Please note: As of January 20, 2021, information in some news releases may be out of date or not reflect current policies.
U.S. Department of Labor and Princeton University Reach Agreement To Resolve Pay Disparities in Professors’ Positions
NEW YORK, NY – The U.S. Department of Labor’s Office of Federal Contract Compliance Programs (OFCCP) and Princeton University entered into an early resolution conciliation agreement to resolve allegations of compensation discrimination. Princeton University has agreed to pay $925,000 in back pay and at least $250,000 in future salary adjustments to resolve allegations of compensation discrimination by OFCCP.
While not admitting liability in the investigation, Princeton University agreed to an early resolution conciliation agreement, and to enhance future compliance proactively.
OFCCP’s preliminary findings showed that – between 2012 and 2014 – pay disparities existed for 106 female employees in the full professor position at Princeton University. OFCCP found that Princeton’s actions did not comply with Executive Order 11246, which prohibits federal contractors from discriminating in employment based on race, color, religion, sex, sexual orientation, gender identity, or national origin.
Princeton University will also take steps to ensure its compensation practices meet legal requirements and conduct statistical analyses to determine if any significant disparities exist against female full professors. Princeton also agreed to conduct pay equity training for all individuals involved in compensation decisions for full professors, including the consideration of factors that may result in pay disparities.

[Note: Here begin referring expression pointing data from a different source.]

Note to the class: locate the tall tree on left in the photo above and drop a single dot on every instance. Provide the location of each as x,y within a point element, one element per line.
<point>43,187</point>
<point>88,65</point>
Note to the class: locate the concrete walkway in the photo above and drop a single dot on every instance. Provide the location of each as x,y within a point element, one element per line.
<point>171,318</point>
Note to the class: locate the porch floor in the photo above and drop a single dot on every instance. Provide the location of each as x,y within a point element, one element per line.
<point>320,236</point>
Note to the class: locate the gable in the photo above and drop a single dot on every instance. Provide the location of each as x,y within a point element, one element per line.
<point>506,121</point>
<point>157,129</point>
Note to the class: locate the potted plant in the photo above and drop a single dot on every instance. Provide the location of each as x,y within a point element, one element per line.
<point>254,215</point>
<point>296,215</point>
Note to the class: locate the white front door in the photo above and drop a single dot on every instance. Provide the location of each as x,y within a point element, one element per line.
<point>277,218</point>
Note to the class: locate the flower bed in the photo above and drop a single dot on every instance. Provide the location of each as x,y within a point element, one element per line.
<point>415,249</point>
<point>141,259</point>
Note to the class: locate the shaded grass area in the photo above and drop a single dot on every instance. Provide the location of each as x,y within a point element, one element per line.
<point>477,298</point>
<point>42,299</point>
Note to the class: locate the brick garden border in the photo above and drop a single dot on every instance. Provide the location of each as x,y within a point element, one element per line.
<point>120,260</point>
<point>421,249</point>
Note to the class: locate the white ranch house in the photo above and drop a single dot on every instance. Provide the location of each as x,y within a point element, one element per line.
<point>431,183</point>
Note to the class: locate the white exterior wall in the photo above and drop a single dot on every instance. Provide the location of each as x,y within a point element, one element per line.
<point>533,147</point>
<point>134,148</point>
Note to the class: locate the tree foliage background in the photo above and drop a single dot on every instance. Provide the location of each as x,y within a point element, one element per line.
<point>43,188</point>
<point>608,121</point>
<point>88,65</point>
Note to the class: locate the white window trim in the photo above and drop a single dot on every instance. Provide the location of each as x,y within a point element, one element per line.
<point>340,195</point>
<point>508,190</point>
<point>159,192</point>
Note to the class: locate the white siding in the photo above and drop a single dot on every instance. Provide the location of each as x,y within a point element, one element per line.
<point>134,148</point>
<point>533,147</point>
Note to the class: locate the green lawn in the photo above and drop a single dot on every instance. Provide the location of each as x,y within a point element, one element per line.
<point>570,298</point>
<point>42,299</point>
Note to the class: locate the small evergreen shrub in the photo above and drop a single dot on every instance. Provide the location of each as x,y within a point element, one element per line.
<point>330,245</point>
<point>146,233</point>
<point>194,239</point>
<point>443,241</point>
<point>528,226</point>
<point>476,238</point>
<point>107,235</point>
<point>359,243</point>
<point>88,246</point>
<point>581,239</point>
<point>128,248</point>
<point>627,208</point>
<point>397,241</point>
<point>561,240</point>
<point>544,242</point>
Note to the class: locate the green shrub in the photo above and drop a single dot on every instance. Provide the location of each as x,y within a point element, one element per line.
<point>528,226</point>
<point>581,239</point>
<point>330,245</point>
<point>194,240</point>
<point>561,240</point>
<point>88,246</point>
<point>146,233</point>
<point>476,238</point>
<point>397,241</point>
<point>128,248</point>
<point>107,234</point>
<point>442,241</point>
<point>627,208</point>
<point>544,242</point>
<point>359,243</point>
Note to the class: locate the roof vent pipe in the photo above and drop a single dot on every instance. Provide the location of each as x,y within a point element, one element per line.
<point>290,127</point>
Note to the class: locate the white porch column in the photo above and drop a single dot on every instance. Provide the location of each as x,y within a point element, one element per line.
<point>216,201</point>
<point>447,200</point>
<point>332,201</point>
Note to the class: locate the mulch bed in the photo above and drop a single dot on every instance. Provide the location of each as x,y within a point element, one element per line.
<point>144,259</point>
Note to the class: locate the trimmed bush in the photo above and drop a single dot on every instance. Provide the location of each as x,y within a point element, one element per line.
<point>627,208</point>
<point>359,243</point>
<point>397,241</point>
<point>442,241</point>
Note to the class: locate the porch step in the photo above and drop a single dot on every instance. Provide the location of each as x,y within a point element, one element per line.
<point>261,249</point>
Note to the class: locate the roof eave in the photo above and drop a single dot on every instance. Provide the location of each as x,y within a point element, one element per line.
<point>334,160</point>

“The Office of Federal Contract Compliance Programs is satisfied that Princeton University has pursued an early resolution conciliation agreement, and addressed the issues found in our review,” said Office of Federal Contract Compliance Programs Director Craig E. Leen. “Early resolution conciliation agreements are an effective tool for contractors to ensure equitable pay to employees, enhance internal salary equity reviews, and proactively correct any disparities uncovered.”
“Princeton University is taking multiple proactive steps to promote pay equity and enhance its diversity initiatives that will help it comply with current federal laws,” said Office of Federal Contract Compliance Programs Northeast Regional Director Diana Sen, in New York. “We look forward to continuing to work cooperatively with Princeton to implement the agreement.”
In November 2018, OFCCP launched an effort to resolve supply and service compliance evaluations at the earliest stage possible with corporate-wide compliance and issued a directive establishing Early Resolution Procedures (ERP). These procedures allow OFCCP and contractors with multiple establishments to cooperatively implement corporate-wide compliance with OFCCP’s regulatory requirements and efficiently resolve issues.
In addition to Executive Order 11246, OFCCP enforces Section 503 of the Rehabilitation Act of 1973 and the Vietnam Era Veterans’ Readjustment Assistance Act of 1974. These laws, as amended, make it illegal for contractors and subcontractors doing business with the federal government to discriminate in employment because of race, color, religion, sex, sexual orientation, gender identity, national origin, disability, or status as a protected veteran. In addition, contractors and subcontractors are prohibited from discriminating against applicants or employees because they have inquired about, discussed, or disclosed their compensation or the compensation of others subject to certain limitations, and may not retaliate against applicants or employees for engaging in protected activities. These laws also require that federal contractors provide equal employment opportunity through affirmative action. For more information, please call OFCCP’s toll-free helpline at 800-397-6251 or visit https://www.dol.gov/ofccp/.
The mission of the Department of Labor is to foster, promote and develop the welfare of the wage earners, job seekers, and retirees of the United States; improve working conditions; advance opportunities for profitable employment; and assure work-related benefits and rights.